Crayon, I hate to disagree, but BH contrax can be painful, or quite intense, and still not making any cervical changes at all. Mine were painful, just not as painful as labor pains.


----------



## proudmamanow (Aug 12, 2003)

Mamagoose,







we're due at just about the same time. I had this exact symptom about 10 days ago and I was v. anxious (I have a history of m/c) I called my mw and she told me that it was likely nothing to worry about, probably the uterus stretching. She suggested that I drink lots & lots of water & lie down & take it easy (like Lousli suggests). She told me to call her back if the pain got REALLY bad (not a very clear kind of instruction). In my case it lasted about 12 hours and went away on it's own & I've been fine ever since. (I'm 28.5 weeks right now). She also suggested taking a bath which I found helped too.








I know it can be scary, I hope it goes away soon. I would call someone if it doesn't go away or gets worse.


----------



## starlite (Nov 7, 2004)

If your really worried ... go talk to your doctor/midwife (expert) and discuss your concerns. If nothing else - it will put your mind at ease.

I rekon your baby is just fine and that you are having practice contractions, or 'Braxton Hicks'. Really, I do.

Even if you have a history of miscarriage (as do I) you must know that at 28 weeks miscarriage is impossible. This is not to say that your fetus is immortal or that nothing can go wrong now, but it is to reassure you that you need not be worrying about your history of miscarriage now - you've passes that point and odds are great that everything is just fine.

If it's not Braxton Hicks then I think the baby is laying in an awkward position (it will move, don't worry) and causing you pain. This happened when I was preg with ds (now 2.5) and I felt like I had taken a direct fall on my tail bone for about a week!!!

Hope this helps ... I got good vibes about you and your babe.


----------



## crayon (Aug 24, 2002)

Sorry I didnt mean to say that pain is not normals- but the "there's a vise wrapping around my lower body around my back and lower abdomen" Just kinda scared me.

I do remember when I was between 28-32 weeks with DD (I can remember how long I was) but when she went from head up to head down I thought I was going to die- It hurt very bad, enough I wondered if I sould go to the hospital- and I am pretty anti-hospital.... So perhaps your baby is just moving!

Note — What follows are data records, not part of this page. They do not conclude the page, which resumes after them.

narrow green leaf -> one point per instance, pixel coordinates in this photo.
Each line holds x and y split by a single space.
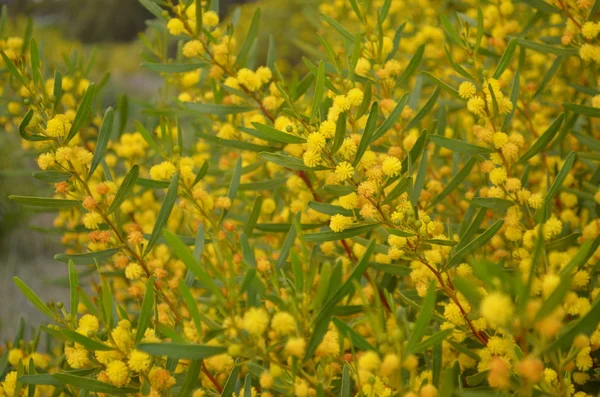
186 256
125 188
146 311
475 244
583 110
86 342
289 162
319 88
83 112
424 317
182 351
92 385
543 140
45 202
88 258
73 285
367 133
33 298
103 138
458 146
174 67
412 66
249 39
424 110
330 235
504 62
163 213
456 181
273 135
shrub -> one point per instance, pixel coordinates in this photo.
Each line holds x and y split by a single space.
414 213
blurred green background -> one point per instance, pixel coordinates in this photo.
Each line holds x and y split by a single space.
112 28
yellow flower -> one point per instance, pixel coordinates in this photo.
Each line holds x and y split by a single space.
339 223
344 171
58 126
497 308
255 321
118 373
466 89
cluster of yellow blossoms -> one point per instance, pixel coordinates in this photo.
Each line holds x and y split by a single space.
411 209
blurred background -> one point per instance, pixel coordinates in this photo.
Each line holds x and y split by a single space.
110 29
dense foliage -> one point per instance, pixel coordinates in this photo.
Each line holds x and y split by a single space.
412 210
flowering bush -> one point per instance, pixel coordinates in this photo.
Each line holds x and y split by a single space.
410 211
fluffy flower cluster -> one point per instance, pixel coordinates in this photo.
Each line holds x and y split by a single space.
413 210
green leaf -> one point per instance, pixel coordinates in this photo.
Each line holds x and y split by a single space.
12 68
456 181
330 235
319 88
146 311
475 244
51 176
432 340
399 233
329 209
321 323
289 162
237 144
33 298
546 49
391 119
458 146
506 58
424 110
191 304
367 134
174 67
103 138
181 351
44 202
229 387
450 30
493 203
154 8
83 112
560 177
125 188
254 215
337 26
543 140
583 110
249 40
271 134
443 85
163 213
345 389
73 285
586 325
92 385
217 109
340 133
412 66
420 180
186 256
235 180
423 319
588 141
88 343
147 137
355 339
23 132
190 379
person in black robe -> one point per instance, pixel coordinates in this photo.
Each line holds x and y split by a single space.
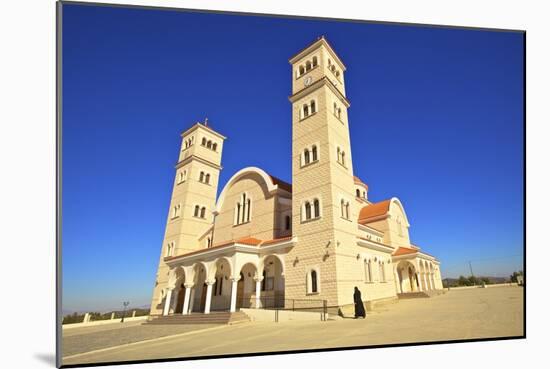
359 307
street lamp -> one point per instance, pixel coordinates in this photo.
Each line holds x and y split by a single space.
125 303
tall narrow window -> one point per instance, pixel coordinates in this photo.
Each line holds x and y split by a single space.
314 281
382 272
306 156
316 209
238 213
244 208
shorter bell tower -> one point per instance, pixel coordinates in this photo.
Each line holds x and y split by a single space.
190 215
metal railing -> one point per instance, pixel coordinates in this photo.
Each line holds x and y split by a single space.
278 303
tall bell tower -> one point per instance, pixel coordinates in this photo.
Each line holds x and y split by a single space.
324 209
190 216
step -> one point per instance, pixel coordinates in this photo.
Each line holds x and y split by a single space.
199 318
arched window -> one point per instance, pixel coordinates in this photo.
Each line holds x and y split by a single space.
237 213
308 210
381 271
306 111
314 282
264 275
316 209
368 271
306 156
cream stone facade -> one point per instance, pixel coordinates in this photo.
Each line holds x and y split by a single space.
266 243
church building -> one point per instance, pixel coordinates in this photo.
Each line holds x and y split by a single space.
266 243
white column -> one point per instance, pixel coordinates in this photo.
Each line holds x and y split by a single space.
208 297
188 288
258 290
234 294
192 299
167 302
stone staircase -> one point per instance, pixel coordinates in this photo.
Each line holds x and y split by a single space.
413 295
199 318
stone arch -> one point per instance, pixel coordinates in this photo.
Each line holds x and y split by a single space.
271 187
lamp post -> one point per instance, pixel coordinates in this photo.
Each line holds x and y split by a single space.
125 304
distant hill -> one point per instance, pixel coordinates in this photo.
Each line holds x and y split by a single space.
492 280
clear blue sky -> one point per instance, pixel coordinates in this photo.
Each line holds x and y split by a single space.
436 119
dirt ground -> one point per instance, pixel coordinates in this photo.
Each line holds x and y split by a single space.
457 314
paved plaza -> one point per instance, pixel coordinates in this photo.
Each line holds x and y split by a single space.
457 314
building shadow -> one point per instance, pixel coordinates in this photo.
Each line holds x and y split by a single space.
46 358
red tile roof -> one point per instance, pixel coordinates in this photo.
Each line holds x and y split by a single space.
358 180
374 211
404 251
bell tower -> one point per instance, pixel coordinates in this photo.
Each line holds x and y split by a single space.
324 209
190 216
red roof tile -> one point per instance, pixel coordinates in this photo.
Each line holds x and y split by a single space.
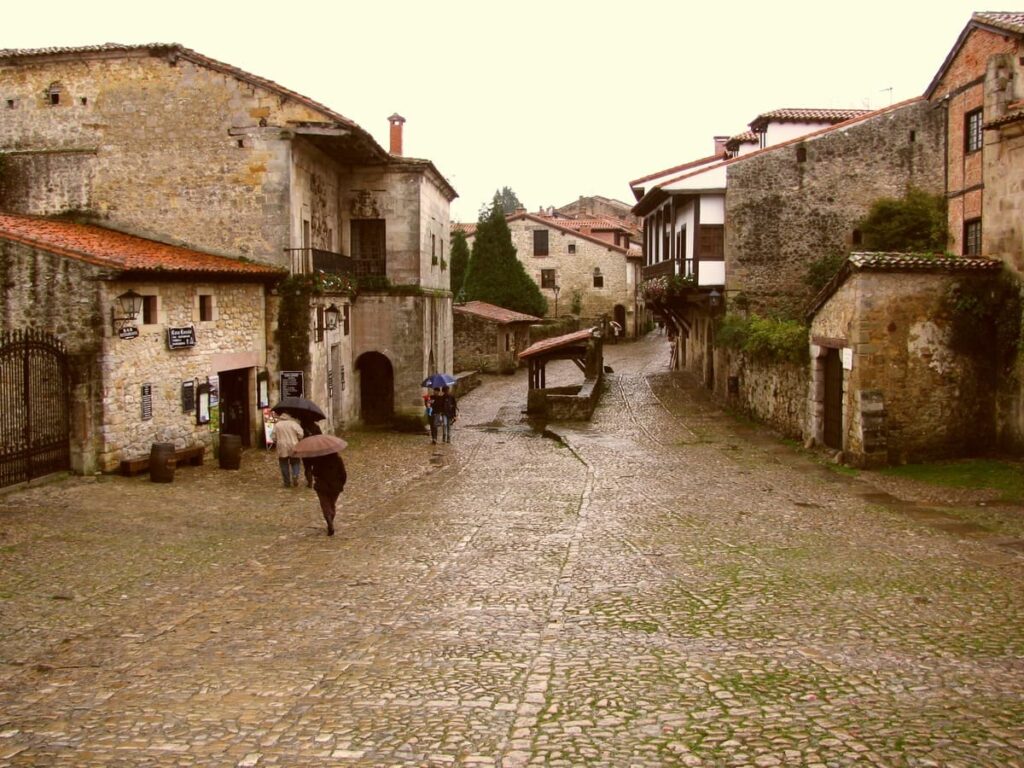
546 345
123 252
805 116
494 312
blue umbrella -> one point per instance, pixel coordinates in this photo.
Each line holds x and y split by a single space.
438 380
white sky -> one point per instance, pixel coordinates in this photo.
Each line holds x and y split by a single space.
555 99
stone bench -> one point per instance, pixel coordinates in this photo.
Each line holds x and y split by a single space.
193 455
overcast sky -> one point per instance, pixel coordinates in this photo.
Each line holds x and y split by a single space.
555 99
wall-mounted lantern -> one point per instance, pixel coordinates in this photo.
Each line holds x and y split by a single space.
129 304
203 403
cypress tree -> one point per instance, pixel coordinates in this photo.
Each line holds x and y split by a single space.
460 260
495 273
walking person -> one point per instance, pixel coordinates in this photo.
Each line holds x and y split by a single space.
450 409
436 414
287 432
329 480
309 427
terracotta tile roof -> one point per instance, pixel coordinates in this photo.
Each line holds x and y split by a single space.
1011 22
805 116
555 342
122 252
916 261
170 50
494 312
899 262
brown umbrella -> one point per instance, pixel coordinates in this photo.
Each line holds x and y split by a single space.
318 444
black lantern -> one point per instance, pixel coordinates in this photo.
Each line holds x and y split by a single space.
129 304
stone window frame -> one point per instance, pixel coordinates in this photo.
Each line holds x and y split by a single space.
972 237
973 136
207 313
541 243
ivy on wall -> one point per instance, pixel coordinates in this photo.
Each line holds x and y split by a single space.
986 321
293 314
770 339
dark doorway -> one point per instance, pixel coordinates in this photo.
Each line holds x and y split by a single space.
834 400
376 388
35 425
235 404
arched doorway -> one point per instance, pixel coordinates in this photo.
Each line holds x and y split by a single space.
376 388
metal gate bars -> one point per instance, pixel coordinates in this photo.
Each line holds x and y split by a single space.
34 407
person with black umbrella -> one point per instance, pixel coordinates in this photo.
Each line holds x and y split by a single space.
328 470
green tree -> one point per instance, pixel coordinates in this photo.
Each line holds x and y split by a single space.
495 273
460 260
915 223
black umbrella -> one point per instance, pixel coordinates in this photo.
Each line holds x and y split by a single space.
300 408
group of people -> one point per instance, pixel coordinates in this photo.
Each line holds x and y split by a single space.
441 410
325 474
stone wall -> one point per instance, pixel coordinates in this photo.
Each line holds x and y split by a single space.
782 212
484 345
129 129
897 326
574 272
72 300
774 393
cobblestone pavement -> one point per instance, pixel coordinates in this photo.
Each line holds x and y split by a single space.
663 586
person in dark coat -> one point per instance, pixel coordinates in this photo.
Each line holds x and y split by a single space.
329 480
309 427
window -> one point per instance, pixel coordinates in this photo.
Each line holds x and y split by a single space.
972 238
712 242
148 310
540 242
972 131
368 248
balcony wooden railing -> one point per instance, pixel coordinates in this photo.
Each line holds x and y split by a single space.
306 260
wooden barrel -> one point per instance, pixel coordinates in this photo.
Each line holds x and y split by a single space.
230 451
162 462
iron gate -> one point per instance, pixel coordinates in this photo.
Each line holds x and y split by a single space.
34 406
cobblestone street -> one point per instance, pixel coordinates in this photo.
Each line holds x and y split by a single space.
664 586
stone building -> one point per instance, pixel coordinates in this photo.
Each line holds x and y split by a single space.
979 88
164 142
489 338
132 381
578 271
886 386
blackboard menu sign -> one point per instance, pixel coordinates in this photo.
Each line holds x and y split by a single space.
291 384
146 401
181 338
187 396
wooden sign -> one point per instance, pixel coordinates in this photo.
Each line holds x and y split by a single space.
181 338
291 384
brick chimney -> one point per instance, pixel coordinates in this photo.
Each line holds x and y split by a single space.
396 121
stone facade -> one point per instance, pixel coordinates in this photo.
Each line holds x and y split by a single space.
167 143
483 344
577 262
71 299
906 395
793 204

But if you are worried call your care provider


----------



## mariag (Feb 21, 2004)

Don't want to be the only worry wart, but whenever you have symptoms like those you describe you should check with your care provider to be sure things are ok. Hopefully they will be, but there could be problems. I went into PTL with my first at 25 weeks and it turned out I had been "ignoring" symptoms for a day as everyone told me "not to worry about it, its normal"....luckily I was able to keep baby in a bit longer, but finding out sooner might have helped us a bit...so my advise is to err on the side of caution when you are pregnant. better safe than sorry....

maria


----------



## etoilech (Mar 25, 2004)

I would get it checked. Just to be on the safe side. I felt the same way and I was ignoring it and it turned out to be PTL. If it's nothing... you have nothing to worry about and you can ease your mind, worry/stress can make it worse. Lay down, drink lots and see how many you have then call your midwife or doctor and see what they have to say.

If it is just BH you can take a big warm wet towel scented with lavender EO lay it on your belly and get some chux or piddle pads to lay over the towel to help the rest of you stay dry and keep the heat in. They used to do this to me when I was hospitalized with PTL to help ease the contractions. Maybe also talk to your healthcare provider about the possiblity of increasing your magnesium intake. It is standard here for anyone with intense BH to give fizzy alkaseltzer like magnesium tablets to help... it did for me.

Hang in there.

Olivia


----------



## mamagoose (Nov 9, 2004)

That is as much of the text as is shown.